An Interview with Troy McClelland
President & CEO of the Economic Alliance of Snohomish County
When a tragedy shakes our confidence in the order of things, it’s vital for communities to come together. Economic developers play a very important role in dealing with the unthinkable and being proactive and reactive when disaster transforms their community. Troy McClelland, has been the President & CEO of the Economic Alliance of Snohomish County since 2011. His broad business experience and demonstrated success ranges from leadership of small and large programs with both start-ups and a fortune 500 Company. His experience and understanding of how an economy works has helped him prepare for the leadership role he has taken in the 530 slide recovery plan.
What can economic developers do to make citizens take preventative action/prepare for a potential disaster?
The primary opportunity is to participate in creating viable long term, mutually supportive economic develop plans. A plan has been developed by EASC in partnership with local leadership and the community in the Stillaguamish Valley over the past three years and as such when this tragedy hit we as economic developers had a starting point to be of immediate and real service and as a trusted partner.
What are the priorities you established to get the community back to a growing economy?
Our first priority, not only as an as economic developer but also as a neighbor, is to care for the families that have lost loved ones in the tragedy. This is a compassionate community and even if we did not know those that died or were injured, we have bonded as a community to assist in any way we can with financial donations and other contributions.

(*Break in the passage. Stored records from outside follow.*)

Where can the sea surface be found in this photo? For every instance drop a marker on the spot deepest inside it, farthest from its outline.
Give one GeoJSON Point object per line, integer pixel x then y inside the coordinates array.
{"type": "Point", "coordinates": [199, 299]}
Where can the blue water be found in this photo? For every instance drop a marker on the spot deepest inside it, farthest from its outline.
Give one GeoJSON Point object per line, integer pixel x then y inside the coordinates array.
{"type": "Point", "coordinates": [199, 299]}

Secondly, as an economic developer, it is important to take stock of the near, mid, and long term actions required to see a community fully recover and improve its long term outlook. For the Stillaguamish Valley we have partnered in a strategic manner:
Our near term actions include reviewing, validating and updating economic development planning through a series of community engagement meetings and working with other partners, local officials and the county on immediate projects to infuse energy and cash in the community. This includes promoting tourism by creating a regular drum beat of activities and letting the outside community know the Stillaguamish Valley is “open for business” through a targeted marketing campaign.

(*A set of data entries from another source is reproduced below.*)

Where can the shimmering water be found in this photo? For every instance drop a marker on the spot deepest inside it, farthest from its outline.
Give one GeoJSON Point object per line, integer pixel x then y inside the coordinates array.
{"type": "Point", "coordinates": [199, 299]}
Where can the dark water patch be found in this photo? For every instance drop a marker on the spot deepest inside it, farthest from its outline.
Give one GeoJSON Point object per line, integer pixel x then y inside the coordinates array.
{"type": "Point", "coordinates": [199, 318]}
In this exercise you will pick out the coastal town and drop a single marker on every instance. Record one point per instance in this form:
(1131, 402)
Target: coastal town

Our midterm activities include EASC applying for an EDA grant to verify and formalize economic development plans and advocate for upgrading critically weak infrastructure including transportation, rail and communication systems.
Finally our long term activities involve working on targeted business recruitment and expansion for businesses that benefit the entire Valley with high paying jobs.

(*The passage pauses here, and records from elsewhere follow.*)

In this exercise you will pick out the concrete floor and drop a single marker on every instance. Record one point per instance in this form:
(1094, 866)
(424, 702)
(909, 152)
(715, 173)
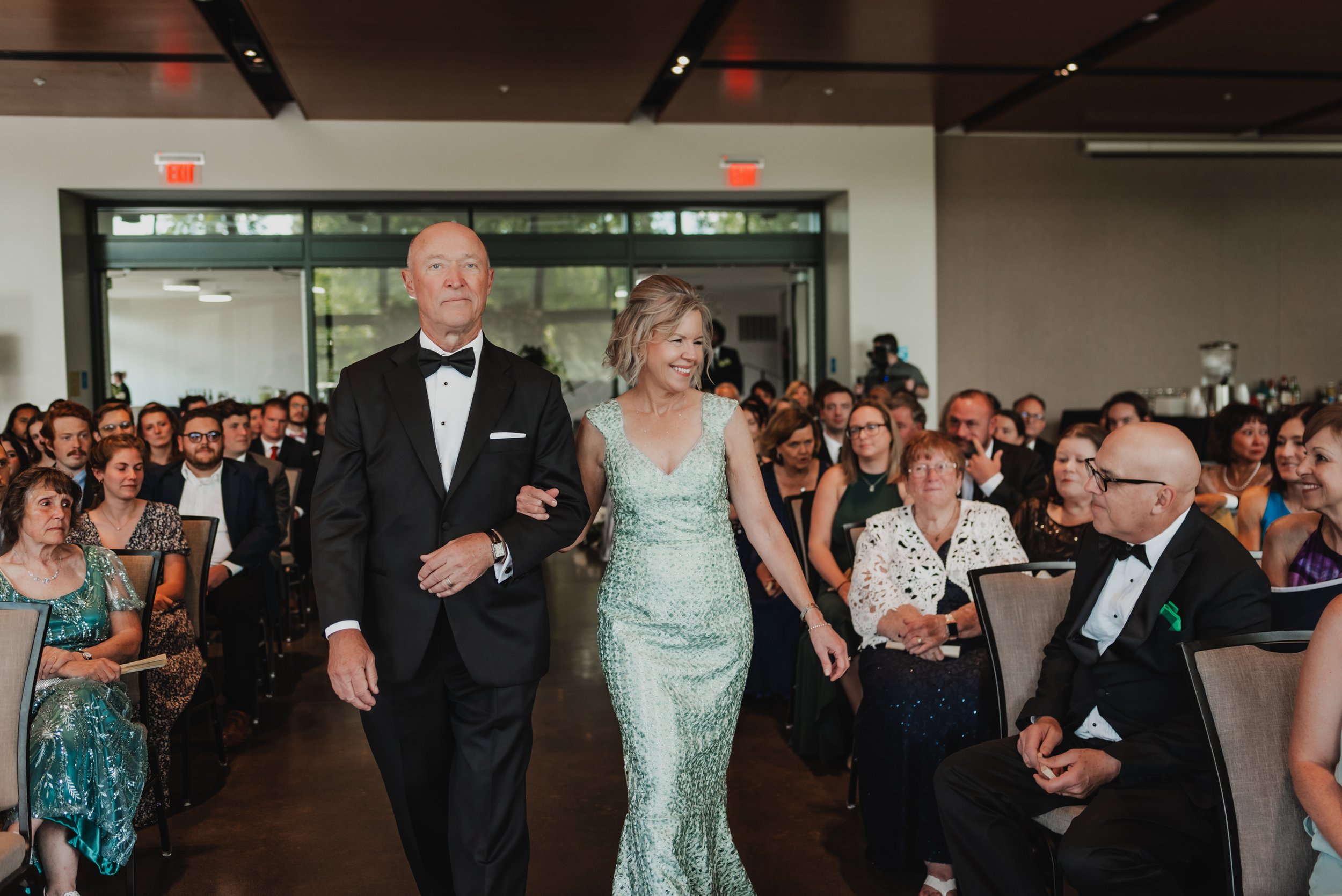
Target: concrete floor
(302, 809)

What role can economic developers play after a disaster hits a community?
The most important role of the economic developer in situations like this is as a convener. An economic developer must know how to get things done quickly by bringing the right people to the table to respond to a myriad of vital conversations and questions that will be coming their way. In addition, the economic developer must know the assets of the community so we can respond to the critical resources that are required to be enhanced to assure long-term stability as a community. We must understand the current business health of the largest and most important employers to assure the community recovers and what do they need to survive and thrive. And finally, we must identify the business activity that can be undertaken to help those that are in need for a job or some other form of relief. EASC has been a convener, leader and key contributor on a myriad of issues that include transportation improvements and planning, zoning considerations, counsel to local leaders on what type of businesses are best suited for immediate growth in and or relocation to their region, counsel on long term economic recovery plans, and serving as contracting experts and partners with local agencies and community leaders.